Scotland’s target is knock-out stages - Ross Ford

The Scotland squad debriefs during the captain's run. The minimum expectation is qualification from Group B. Pic: Ian Rutherford

The Scotland squad debriefs during the captain's run. The minimum expectation is qualification from Group B. Pic: Ian Rutherford

0
Have your say

On the eve of what he called a “pivotal match” for Scottish rugby when they play against Japan in Gloucester today, the veteran Scottish hooker Ross Ford made a rare admission that the team had targeted the quarter-finals of this World Cup as a minimum requirement.

“We have got to get to the knockout stages,” said Ford when asked what would constitute a successful World Cup. “That is what we have set our sights on and then take it on a game by game basis.

Scotland face the darlings of this World Cup after Japan produced the mother and father of all upsets against the Springboks last Saturday. They have found themselves at the centre of a media storm ever since and it continued unabated yesterday. Japan have now leap frogged Scotland in the World Rugby rankings and this afternoon’s game, which was never going to be mistaken for a game of pub rugby, has grown in 
importance as Ford conceded.

“It’s the opening game of the World Cup and it’s about building momentum off the back of it,” said Ford. “So from that point of view it becomes a pivotal game for us. You want to get off to a good start.

“You could see from the way the game unfolded on Saturday that Japan never gave up, they kept coming back at South Africa. It was constant pressure so we need to make sure we’re on the ball all the time and not drifting away. We need to deal with the here and now, go phase by phase and we can’t allow ourselves to drop off.”

When asked what lessons Scotland had taken from Japan’s opening victory Ford pinpointed the Springboks’ inability to finish off stubborn opposition when it seemed like they were about to be counted out.

“You could see with the way the game unfolded that the Japanese never gave up, they kept coming back at South Africa. They would score and Japan would come right back off the kick off.

“We have got to make sure we are on the ball all the time, not drifting away thinking about things that have not happened we have to be in the here and now, go phase by phase, set piece by set piece and constantly keep the standard, you cannot drop off. That is the biggest thing, being in the moment the whole time.”

Scotland’s South African-born prop WP Nel, meanwhile, insists he is not out to avenge the Springboks defeat on behalf of his compatriots.

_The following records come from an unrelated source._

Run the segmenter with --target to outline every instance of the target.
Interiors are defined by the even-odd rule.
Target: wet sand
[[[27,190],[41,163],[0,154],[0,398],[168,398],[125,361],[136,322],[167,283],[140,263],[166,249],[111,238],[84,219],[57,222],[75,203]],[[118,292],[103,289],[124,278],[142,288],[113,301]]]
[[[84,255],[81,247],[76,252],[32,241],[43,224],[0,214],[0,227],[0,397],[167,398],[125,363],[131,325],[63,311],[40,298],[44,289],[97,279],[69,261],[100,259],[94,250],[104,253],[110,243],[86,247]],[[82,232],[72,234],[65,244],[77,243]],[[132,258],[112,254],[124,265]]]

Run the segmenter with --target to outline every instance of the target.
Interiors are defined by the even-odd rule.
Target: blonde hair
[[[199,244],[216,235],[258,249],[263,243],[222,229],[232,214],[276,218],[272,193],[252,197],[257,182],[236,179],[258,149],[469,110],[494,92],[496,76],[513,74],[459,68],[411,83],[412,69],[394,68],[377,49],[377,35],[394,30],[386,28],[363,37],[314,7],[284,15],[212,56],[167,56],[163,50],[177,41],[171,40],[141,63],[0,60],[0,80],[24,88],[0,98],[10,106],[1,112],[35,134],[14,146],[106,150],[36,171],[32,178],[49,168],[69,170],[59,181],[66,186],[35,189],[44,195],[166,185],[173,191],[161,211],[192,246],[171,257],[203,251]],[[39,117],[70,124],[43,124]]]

The 29-year-old hails from the Northern Cape and only qualified for his adopted nation last month after spending three years with Edinburgh, but he insists Japan’s victory has not featured into his thinking.

Tthe tighthead – always more comfortable conversing in Afrikaans than English – said: “I don’t think there are scores to settle. I’m playing for my Scotland team so there are no extra emotions.

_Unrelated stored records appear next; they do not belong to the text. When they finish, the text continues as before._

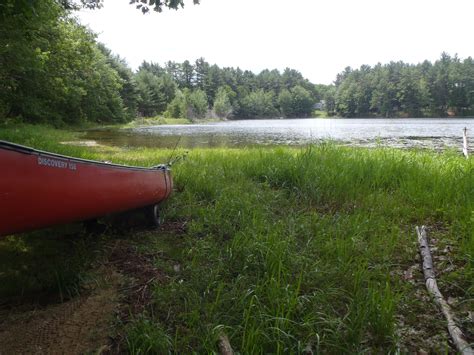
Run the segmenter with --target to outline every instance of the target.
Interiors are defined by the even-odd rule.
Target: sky
[[[129,0],[76,13],[137,69],[143,60],[300,71],[330,84],[345,67],[474,56],[474,0],[201,0],[143,15]]]

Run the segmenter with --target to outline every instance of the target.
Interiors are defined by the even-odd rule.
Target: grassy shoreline
[[[132,165],[170,153],[72,147],[59,143],[65,137],[80,133],[0,132],[0,139]],[[308,344],[323,353],[452,351],[417,267],[421,224],[432,236],[441,291],[473,340],[472,159],[330,144],[195,149],[173,174],[176,191],[163,208],[168,228],[129,232],[167,277],[153,282],[146,310],[124,325],[128,351],[213,352],[221,333],[241,353],[301,353]],[[0,241],[4,263],[38,235]]]

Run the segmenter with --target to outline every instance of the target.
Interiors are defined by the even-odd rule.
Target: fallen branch
[[[313,345],[311,344],[311,342],[306,344],[306,347],[303,349],[303,355],[314,355]]]
[[[234,350],[232,350],[232,347],[230,346],[229,338],[227,337],[227,335],[222,334],[219,336],[217,346],[219,347],[219,354],[234,355]]]
[[[428,237],[426,236],[425,226],[416,227],[418,234],[418,243],[420,245],[420,254],[423,261],[423,274],[425,276],[425,284],[428,292],[433,296],[435,302],[441,308],[444,317],[448,323],[448,332],[453,339],[454,345],[463,355],[474,355],[474,351],[470,345],[464,340],[461,329],[454,322],[454,317],[449,304],[445,301],[443,295],[439,291],[438,284],[433,268],[433,259],[431,258],[430,247],[428,245]]]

“It’s just a game I want to win. It’s not about what happened at the weekend. It’s just about two teams that want to win.”

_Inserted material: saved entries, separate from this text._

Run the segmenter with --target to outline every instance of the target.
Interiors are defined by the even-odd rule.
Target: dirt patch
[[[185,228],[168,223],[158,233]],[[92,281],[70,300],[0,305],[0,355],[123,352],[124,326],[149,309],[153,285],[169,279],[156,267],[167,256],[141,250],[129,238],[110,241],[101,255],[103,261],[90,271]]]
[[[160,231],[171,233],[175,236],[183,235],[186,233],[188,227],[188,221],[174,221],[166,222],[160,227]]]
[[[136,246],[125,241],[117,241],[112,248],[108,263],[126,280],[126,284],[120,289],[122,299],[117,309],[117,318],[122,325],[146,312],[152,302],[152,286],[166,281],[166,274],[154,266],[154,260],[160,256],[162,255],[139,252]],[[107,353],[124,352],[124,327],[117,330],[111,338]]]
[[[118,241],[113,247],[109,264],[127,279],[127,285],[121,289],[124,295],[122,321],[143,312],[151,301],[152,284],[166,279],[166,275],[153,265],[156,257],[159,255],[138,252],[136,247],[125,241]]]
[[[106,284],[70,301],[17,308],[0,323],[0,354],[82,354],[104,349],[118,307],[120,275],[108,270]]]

Japan head coach Jones – who revealed on Monday that he was quitting his post after the tournament, ironically to move to South Africa after agreeing a deal with the Cape Town-based Stormers – is famed for his mind-games and has already taken aim at Scotland.

After insisting the opening half an hour will be crucial, he claimed: “If you look at the Scots’ record over the last 15 years, you’ll see that unless they get a lead, they struggle to win matches.”

But Scotland assistant coach Duncan Taylor refuted those claims, saying: “That’s something that he believes in. I suppose everyone has opinions on how games go. But usually by the end of the 80 minutes the team that is ahead wins the game - rather than who’s ahead after 30 minutes.

“We’ll be concentrating on making sure we’re ahead at the 80th minute.”

Perhaps the biggest factor going in Scotland’s favour is the four-day turnaround between Japan’s first and second matches. Jones has made six changes, but Taylor is confident the Scots can handle whatever their opponents throw at them.

Taylor said: “When we look right across their backline – nine, 10, 14, 15 – they are exceptional players and our guys know that. We will have to be at the top of our game defensively.

“But we are confident we can do that job. We have prepared exceptionally well. We understand some of their patterns but we won’t be sitting there watching them play. We’ll be going at them defensively.”

South Africa were expected to dominate Japan at the set-piece but were caught out as the Brave Blossoms held their own at scrum and line-out.

However, Nel – who has been brought in by head coach Vern Cotter to add solidity to the Scots’ front row – believes there are weaknesses Scotland can exploit.

“If you closely watch the game, Japan were under pressure in the scrum as well,” he claimed. “I don’t think they had the upper-hand all the time.

“We’ve had a close look at their scrums and we know what they are doing. I think they know what we are doing so it’s going be a nice battle out there tomorrow.”